Netcracker Technology Solutions from July 2016- July 2018 as a Data Engineer:
• Delivered the software-based product-MRE (Marketing Rules Engine) for AT&T. Automated the process of regression testing-
Rating and Billing using Python, SQL which can be used to create accounts, rate and bill events in less than 3 minutes.
• Proficient in Equipment Data Warehousing (eCDW) of the transactions. Worked on data modeling using Erwin.
• Utilized Sqoop, Flume to extract the data from Oracle production database and stored the transformed data in HDFS.
• Aggregated and analyzed large scale structured and unstructured data using SQL and Python. Experienced in data mining and
communicating summary metrics/ reports from a dataset. Automated weekly report generation/ visualization using Tableau.
• Coordinate customer calls, gather requirements and analyze them. Participate in customer, financial analysis of the product.
• Lead 31 Rapid Deployments and delivered them with 0 production defects. Honored with ‘You’ve Made the Difference’
award for an outstanding effort. Strong knowledge of STLC and SDLC with practical experience in ‘Agile’ SDLC.
-
Projects
Sentiment Analysis on Demonetization using Big Data:
• I analyzed the views of different people on the effect of demonetization by using the tweets from twitter.
• After importing the data from twitter, initially, I classified the tweets as strong positive, strong negative, weak positive, weak negative, neutral based on the sentiments.
• In this particular project:
1. I utilized Sqoop to import the data from twitter.
2. Utilised HDFS which is Hadoop Distributed File System to store the data.
3. Used Hive-QL which is similar to that of SQL to analyze the data.
4. Utilised HDFS again to store the results and finally.
5. Finally, used Tableau to visualize the data by connecting it to HDFS.
Audit Risk Calculation in a financial firm using Machine Learning:
• I calculated audit risk in a financial firm using the techniques of Machine Learning.
• I took the real data set of Bank of America from Kaggle.
• Initially, I cleaned the data. I spent 70% of my time in cleaning the data according to the requirements.
• Later, I analyzed the pre-processed data using Machine Learning techniques such as - Regression, Classification and Deep Learning models in Python.
• Finally, I optimized the results using the techniques such as gradient boosting, dimensionality reduction, ensemble learning and model evaluation techniques.
Story telling using Tableau: Flight delays Visualization:
• Visualized how percentage of delay changes with time and location, number of delays each reason causes using Tableau.
• The dataset contains information on the United States flight delays and performance from 2013 until August, 2017.
• There are 5 main reasons of delay: air carrier, National Aviation System (NAS), weather, latearriving aircraft and security.
• This project shows how percentage of delay changes with time and location and how many delays each reason cause.

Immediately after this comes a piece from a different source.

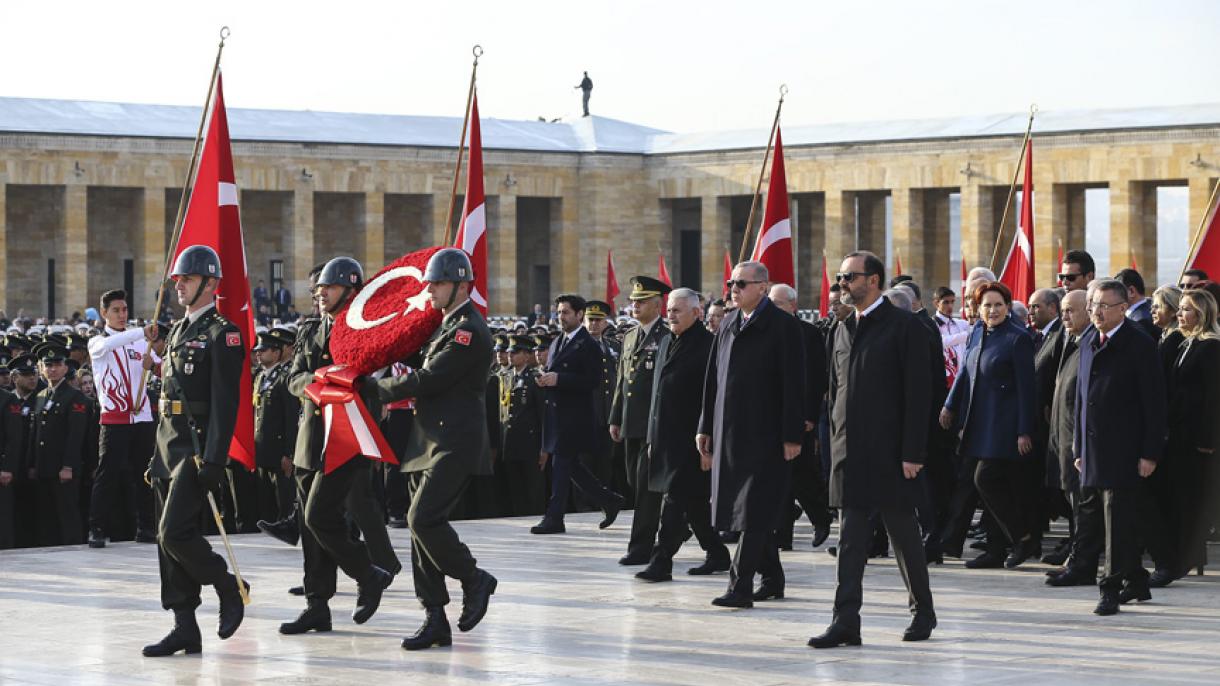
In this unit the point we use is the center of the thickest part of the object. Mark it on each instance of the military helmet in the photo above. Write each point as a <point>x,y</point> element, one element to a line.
<point>342,271</point>
<point>198,260</point>
<point>449,264</point>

The airports are grouped according to size and location to see how location and size of airport influence the delays of flights.
• Readers can click on the map to interact with the charts.
Modeling and Data warehousing of Movie Database using MySQL
• Designed and developed a movie database using MySQL relational database.
• Designed the Conceptual, Logical and Physical Data Models. Executed data modeling using ERwin data modeling tool and created ER diagrams.
• Analyzed Source Data to determine what meta-data was to be included in the Logical Data Model.
• Engaged in data profiling to integrate data from different sources.
• Created a datawarehouse architecture using Star schema that can be used for Analytical Processing. Created the data models for OLTP and analytical systems.
• Designed and developed Data Marts with respect to the genre of the movies.